Reports
Understanding reports, verdicts, metrics, and comparisons.
Overview
Reports are designed to answer one question fast: is this endpoint good enough for agentic coding?
Verdicts
Every report produces a verdict based on TTFT and throughput at each context size:
GOOD- Responsive editing experience. TTFT < 3s at 40K, tok/s > 30.
MARGINAL- Usable but noticeable lag. TTFT 3–6s at 40K, tok/s 15–30.

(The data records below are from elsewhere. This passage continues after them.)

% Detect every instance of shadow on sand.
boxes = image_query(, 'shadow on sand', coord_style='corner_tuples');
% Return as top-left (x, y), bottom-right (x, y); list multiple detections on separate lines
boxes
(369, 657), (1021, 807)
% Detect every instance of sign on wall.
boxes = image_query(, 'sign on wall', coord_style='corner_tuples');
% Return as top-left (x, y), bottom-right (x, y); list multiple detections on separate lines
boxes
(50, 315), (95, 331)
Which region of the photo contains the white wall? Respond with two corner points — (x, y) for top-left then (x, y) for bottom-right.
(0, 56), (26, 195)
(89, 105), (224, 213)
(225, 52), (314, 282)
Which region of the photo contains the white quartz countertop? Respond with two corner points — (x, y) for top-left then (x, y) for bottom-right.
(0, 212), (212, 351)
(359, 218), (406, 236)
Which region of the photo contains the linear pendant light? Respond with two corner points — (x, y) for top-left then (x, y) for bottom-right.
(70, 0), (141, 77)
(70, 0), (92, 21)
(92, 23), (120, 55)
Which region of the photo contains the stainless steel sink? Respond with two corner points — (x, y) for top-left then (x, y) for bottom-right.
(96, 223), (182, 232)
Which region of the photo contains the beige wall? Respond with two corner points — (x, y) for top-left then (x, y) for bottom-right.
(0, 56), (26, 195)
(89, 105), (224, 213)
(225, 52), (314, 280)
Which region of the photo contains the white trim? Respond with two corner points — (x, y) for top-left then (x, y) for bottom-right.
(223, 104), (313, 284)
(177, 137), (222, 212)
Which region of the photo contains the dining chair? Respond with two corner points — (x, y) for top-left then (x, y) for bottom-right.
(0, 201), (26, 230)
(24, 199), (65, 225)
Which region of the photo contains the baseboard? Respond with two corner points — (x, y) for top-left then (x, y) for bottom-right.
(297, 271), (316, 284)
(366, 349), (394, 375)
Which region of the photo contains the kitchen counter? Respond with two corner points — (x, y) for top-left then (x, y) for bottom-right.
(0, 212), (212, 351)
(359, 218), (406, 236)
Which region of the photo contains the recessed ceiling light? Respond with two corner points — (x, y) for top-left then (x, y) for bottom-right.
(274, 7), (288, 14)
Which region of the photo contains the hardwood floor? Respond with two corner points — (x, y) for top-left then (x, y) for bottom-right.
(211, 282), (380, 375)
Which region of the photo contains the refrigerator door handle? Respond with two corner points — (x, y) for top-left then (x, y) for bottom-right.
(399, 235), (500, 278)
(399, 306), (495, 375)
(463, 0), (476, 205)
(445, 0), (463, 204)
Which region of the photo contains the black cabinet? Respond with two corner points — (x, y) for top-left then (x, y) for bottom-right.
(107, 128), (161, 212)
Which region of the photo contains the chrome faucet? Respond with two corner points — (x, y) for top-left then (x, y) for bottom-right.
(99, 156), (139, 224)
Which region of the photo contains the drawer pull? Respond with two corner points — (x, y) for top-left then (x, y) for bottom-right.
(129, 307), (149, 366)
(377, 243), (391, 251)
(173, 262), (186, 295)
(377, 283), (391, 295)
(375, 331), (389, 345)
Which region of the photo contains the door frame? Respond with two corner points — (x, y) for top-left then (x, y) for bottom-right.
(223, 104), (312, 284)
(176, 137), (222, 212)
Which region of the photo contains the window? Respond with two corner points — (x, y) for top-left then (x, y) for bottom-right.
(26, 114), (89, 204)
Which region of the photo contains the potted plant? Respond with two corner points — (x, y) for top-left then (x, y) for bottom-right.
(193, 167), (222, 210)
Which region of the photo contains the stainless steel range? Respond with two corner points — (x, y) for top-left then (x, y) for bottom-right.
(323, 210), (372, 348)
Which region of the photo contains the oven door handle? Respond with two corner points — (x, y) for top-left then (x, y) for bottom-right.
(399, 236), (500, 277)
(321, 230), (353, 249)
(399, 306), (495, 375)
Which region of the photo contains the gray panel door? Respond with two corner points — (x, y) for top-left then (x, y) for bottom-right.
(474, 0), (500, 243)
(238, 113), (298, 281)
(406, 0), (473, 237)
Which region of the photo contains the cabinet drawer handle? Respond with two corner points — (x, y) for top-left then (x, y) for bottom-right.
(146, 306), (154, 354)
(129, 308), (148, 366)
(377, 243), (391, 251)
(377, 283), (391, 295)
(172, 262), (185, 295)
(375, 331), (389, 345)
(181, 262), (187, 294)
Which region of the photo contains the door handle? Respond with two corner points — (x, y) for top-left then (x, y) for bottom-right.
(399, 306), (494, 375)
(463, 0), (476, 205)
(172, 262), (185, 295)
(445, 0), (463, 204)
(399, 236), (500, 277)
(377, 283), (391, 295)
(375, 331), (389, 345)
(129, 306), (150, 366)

POOR- Sluggish, frustrating. TTFT > 6s at 40K, tok/s < 15.
Report Contents
Every report includes:
| Section | Description |
|---|---|
| Verdict | GOOD / MARGINAL / POOR for agentic coding, with the key numbers |
| Key Findings | Auto-generated insights: TTFT scaling, throughput range, concurrency efficiency |
| Summary Table | TTFT, tok/s, ITL at each concurrency and context size, color-coded |
| UX Mapping | Maps raw metrics to user experience ("instant response", "smooth streaming") |
| Context Scaling | ASCII chart showing how TTFT and tok/s change as context grows |
| Concurrency Scaling | Efficiency percentages at each concurrency level with grades |
| Per-profile Breakdown | Detailed numbers per context size |
| Reasoning Analysis | Thinking overhead when using reasoning models |
| Methodology | What was measured, how, and what the grade thresholds mean |
Generating Reports
Add -o to any command to generate a report file:
acb speed -e URL -m MODEL --suite full -o report.mdacb speed -e URL -m MODEL --format json -o results.jsonThe CLI also prints a final verdict line after every benchmark:
CLI output
Verdict: GOOD for agentic coding at medium contextComparing Two Runs
The compare command produces a head-to-head table, ASCII bar chart, and winner summary:
acb compare --baseline a.json --candidate b.json -o comparison.mdRules of Thumb
Reference ranges for agentic coding (your numbers will vary by hardware, model, and serving stack):
TTFT < 3s at 40K context → responsive editing
Tok/s > 30/user → code streams smoothly
TTFT < 10s at 100K context → acceptable for deep sessions
Agg tok/s scales sub-linearly with users - ~60–70% efficiency at 8× concurrency
JSON Output
Use --format json for CI/CD pipelines. The JSON contains all metrics, per-request data, and the computed verdict:
acb speed -e URL -m MODEL --format json -o results.json